Initial resistance is at 1.3730, followed by 1.3915 and 1.4000. Support levels are at 1.3615, just above the 200-week EMA, with further support at 1.3550 and 1.3450. A weekly close above 1.3730 could revive bullish momentum, while sustained trading below 1.3615 would strengthen the corrective tone.
Bank of Canada FAQs:
The Bank of Canada, based in Ottawa, is responsible for setting interest rates and managing monetary policy. It holds eight scheduled meetings annually and ad hoc emergency meetings as needed. The BoC's primary mandate is to maintain price stability, targeting inflation between 1-3%. Interest rate adjustments are its primary tool, with higher rates typically strengthening the Canadian Dollar.
In extreme situations, the BoC can employ Quantitative Easing (QE), a policy tool where it prints Canadian Dollars to purchase assets, usually government or corporate bonds, from financial institutions. QE often weakens the CAD and is a last resort when interest rate cuts alone cannot achieve price stability. The BoC utilized QE during the Great Financial Crisis of 2009-11 when credit markets froze.

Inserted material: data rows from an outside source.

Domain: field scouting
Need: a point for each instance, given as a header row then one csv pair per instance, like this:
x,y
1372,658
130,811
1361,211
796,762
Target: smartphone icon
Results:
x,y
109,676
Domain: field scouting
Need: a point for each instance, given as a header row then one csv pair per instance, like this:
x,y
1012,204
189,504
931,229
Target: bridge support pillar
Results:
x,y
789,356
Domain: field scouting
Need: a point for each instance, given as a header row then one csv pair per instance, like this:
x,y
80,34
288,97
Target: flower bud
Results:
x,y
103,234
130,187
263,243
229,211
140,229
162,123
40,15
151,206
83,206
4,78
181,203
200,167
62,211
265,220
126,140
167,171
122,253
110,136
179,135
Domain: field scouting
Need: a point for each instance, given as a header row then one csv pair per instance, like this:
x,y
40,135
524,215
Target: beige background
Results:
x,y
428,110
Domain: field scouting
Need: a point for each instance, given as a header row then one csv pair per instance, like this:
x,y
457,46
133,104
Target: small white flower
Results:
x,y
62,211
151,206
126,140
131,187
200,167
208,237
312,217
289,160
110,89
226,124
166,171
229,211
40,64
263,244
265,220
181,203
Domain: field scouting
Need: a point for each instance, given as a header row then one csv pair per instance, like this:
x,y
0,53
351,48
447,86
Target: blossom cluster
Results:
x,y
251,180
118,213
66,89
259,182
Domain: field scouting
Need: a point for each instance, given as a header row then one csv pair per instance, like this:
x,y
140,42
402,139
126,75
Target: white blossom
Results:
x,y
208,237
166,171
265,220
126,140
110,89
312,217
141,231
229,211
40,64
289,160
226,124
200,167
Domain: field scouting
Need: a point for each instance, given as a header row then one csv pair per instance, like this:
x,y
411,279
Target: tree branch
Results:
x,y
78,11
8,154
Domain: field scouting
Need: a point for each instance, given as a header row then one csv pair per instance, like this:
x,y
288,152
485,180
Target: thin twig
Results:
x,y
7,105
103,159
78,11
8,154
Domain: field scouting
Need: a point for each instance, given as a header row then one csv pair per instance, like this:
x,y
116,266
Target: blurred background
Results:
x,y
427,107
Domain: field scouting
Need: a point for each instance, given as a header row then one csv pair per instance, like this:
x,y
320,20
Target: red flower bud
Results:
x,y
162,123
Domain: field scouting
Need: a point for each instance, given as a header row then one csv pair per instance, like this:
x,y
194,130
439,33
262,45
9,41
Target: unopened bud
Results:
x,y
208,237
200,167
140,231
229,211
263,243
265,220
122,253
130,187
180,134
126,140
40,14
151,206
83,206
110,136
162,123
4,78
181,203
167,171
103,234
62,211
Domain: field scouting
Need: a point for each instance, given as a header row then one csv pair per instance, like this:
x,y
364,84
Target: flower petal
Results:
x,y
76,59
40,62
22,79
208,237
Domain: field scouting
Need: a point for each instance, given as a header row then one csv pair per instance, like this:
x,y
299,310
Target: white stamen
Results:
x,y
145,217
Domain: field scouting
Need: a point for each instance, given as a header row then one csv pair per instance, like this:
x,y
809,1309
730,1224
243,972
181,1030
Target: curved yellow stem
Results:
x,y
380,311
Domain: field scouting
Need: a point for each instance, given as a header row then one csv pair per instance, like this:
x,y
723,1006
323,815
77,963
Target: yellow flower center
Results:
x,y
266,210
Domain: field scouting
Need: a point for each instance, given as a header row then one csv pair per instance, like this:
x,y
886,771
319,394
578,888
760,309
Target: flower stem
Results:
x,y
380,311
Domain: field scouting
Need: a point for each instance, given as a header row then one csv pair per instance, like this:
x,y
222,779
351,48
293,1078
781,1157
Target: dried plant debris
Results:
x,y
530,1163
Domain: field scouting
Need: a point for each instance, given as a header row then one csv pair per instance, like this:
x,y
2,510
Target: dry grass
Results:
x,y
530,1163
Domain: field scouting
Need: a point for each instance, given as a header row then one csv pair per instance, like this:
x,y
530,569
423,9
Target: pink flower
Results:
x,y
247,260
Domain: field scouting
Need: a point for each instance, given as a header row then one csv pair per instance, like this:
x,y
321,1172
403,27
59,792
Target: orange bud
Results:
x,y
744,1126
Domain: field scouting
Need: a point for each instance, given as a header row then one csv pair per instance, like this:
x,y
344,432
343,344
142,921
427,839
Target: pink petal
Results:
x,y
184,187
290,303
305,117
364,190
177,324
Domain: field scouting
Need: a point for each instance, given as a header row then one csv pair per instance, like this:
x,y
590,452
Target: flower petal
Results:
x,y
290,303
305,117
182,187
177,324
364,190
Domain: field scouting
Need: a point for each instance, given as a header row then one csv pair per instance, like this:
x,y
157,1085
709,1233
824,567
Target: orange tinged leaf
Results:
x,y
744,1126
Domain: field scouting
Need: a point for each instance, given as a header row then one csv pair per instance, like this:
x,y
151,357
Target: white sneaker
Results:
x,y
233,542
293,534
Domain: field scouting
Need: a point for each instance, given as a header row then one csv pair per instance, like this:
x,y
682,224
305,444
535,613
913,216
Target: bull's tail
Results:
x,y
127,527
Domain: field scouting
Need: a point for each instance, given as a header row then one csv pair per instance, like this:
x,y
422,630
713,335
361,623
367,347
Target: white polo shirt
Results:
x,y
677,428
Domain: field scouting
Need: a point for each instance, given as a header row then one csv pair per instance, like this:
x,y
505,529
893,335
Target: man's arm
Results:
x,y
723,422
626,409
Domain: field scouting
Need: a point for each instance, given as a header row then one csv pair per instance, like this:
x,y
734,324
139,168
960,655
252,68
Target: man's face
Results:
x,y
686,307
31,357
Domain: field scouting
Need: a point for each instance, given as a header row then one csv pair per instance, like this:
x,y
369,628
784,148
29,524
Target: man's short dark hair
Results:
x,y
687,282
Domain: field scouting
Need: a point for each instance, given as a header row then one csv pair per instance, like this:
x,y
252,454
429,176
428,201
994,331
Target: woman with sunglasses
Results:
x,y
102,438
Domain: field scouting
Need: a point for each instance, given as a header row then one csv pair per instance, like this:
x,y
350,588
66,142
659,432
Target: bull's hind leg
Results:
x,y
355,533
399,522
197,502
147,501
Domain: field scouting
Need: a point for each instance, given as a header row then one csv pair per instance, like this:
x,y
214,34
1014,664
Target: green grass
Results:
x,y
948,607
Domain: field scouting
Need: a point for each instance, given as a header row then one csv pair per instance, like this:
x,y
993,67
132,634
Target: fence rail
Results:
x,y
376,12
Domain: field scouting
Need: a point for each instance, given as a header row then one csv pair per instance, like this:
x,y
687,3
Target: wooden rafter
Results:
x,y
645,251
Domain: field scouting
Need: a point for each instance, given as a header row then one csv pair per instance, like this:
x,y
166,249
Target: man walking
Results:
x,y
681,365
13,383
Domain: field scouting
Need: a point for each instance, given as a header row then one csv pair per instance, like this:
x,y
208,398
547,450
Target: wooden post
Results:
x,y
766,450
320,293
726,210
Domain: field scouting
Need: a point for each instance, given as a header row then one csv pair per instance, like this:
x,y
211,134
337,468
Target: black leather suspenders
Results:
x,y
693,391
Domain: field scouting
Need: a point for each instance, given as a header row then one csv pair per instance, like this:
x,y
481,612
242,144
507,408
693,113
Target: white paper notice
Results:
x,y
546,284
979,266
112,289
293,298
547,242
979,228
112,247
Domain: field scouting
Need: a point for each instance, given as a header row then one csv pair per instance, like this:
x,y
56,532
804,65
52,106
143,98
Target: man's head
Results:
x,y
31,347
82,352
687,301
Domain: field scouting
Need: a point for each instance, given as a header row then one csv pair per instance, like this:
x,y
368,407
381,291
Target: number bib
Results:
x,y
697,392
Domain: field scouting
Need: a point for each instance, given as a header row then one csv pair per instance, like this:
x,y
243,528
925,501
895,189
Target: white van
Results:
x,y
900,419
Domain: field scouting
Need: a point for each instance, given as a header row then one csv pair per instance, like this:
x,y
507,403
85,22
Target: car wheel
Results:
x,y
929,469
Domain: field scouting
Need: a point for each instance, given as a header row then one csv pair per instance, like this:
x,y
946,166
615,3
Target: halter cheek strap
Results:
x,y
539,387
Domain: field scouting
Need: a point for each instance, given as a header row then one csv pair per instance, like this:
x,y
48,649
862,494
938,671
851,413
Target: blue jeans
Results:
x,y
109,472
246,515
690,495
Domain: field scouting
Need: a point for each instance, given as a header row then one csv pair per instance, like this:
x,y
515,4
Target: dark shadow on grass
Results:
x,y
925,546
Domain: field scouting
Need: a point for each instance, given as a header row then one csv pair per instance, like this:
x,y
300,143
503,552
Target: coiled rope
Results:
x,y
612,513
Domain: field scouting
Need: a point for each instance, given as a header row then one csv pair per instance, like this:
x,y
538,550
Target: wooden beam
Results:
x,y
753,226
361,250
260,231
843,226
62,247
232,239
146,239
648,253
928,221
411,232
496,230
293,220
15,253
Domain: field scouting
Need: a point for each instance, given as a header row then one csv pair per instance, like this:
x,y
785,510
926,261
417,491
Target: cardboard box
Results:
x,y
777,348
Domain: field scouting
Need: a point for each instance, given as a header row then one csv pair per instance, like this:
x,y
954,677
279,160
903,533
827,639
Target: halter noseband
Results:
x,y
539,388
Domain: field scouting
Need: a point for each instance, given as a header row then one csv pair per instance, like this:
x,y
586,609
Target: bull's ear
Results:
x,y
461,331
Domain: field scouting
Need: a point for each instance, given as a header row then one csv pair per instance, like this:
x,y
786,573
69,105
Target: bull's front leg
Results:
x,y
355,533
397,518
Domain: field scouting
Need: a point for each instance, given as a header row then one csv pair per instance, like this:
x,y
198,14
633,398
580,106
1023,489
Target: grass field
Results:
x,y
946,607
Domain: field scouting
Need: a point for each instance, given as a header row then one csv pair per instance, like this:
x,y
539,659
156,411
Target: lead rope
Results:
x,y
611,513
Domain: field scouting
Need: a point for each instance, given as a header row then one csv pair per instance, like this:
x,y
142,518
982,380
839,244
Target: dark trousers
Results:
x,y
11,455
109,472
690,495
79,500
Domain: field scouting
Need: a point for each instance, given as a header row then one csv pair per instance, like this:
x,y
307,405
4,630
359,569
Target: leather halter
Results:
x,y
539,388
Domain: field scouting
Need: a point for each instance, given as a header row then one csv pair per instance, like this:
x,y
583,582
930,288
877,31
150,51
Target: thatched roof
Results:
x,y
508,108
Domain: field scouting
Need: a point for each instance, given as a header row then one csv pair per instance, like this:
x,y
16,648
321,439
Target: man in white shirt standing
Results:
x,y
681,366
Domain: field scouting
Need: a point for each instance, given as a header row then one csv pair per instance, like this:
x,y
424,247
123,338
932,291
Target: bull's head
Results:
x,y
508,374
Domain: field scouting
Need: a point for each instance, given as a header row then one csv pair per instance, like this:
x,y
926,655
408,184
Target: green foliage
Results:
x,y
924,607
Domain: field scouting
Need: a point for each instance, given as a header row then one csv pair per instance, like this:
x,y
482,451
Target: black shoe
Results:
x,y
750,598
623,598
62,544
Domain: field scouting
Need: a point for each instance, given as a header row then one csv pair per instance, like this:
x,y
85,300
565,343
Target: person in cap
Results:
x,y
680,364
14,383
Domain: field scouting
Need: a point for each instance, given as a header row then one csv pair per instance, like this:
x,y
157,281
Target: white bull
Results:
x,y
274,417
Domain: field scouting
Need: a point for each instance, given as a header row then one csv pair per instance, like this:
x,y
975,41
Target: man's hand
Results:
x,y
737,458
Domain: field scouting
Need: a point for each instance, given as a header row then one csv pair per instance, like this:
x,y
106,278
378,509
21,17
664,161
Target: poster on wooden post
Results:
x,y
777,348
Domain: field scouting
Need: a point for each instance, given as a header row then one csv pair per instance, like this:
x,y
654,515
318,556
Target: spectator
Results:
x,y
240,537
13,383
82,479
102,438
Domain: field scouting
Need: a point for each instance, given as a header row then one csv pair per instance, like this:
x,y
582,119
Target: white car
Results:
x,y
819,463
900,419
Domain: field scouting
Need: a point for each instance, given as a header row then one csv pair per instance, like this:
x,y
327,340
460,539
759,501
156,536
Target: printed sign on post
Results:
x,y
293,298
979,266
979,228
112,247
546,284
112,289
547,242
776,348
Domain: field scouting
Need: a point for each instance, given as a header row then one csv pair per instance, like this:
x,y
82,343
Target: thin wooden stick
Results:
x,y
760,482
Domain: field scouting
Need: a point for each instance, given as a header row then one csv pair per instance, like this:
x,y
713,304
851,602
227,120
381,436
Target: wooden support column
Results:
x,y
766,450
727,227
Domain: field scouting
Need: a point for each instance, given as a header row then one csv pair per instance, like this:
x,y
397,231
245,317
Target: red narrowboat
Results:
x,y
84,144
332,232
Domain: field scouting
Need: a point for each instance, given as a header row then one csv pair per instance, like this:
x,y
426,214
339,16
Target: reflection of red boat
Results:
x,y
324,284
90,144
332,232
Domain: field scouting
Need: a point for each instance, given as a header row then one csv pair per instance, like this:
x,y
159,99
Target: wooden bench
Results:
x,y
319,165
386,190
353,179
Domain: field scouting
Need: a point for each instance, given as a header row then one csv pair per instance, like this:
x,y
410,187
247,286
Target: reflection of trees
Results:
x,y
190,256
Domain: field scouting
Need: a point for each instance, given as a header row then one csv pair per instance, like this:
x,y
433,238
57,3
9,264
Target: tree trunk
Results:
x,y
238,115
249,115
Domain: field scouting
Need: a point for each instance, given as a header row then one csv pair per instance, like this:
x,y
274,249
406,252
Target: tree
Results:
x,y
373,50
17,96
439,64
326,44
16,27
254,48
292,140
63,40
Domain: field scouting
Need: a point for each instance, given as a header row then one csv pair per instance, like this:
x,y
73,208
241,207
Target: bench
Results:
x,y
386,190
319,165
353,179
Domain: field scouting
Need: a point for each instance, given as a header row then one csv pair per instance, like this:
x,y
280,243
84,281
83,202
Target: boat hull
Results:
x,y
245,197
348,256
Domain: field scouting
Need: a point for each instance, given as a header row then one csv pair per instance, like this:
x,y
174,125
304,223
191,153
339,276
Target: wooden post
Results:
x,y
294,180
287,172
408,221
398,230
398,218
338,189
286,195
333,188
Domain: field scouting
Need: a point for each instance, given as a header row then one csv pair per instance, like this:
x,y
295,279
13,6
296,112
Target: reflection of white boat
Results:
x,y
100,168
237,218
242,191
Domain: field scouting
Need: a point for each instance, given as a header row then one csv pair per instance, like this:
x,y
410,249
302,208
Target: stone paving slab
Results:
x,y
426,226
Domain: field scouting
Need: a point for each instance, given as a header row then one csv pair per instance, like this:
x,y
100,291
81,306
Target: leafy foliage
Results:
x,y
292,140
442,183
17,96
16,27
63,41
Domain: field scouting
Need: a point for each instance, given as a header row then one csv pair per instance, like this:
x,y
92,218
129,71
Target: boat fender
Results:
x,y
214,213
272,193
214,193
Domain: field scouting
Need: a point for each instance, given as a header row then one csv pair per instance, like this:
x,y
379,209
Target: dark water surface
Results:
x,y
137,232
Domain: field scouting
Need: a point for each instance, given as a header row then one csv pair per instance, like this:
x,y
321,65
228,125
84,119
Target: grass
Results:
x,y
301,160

Quantitative Tightening (QT) is the reverse of QE, implemented when an economy recovers and inflation rises. The BoC stops purchasing new assets and reinvesting maturing bond principal, which is typically positive for the Canadian Dollar.
And this is the part most people miss... The BoC's tools and decisions have a significant impact on the Canadian Dollar's strength and the overall economy. Understanding these dynamics is crucial for investors and traders navigating the forex market.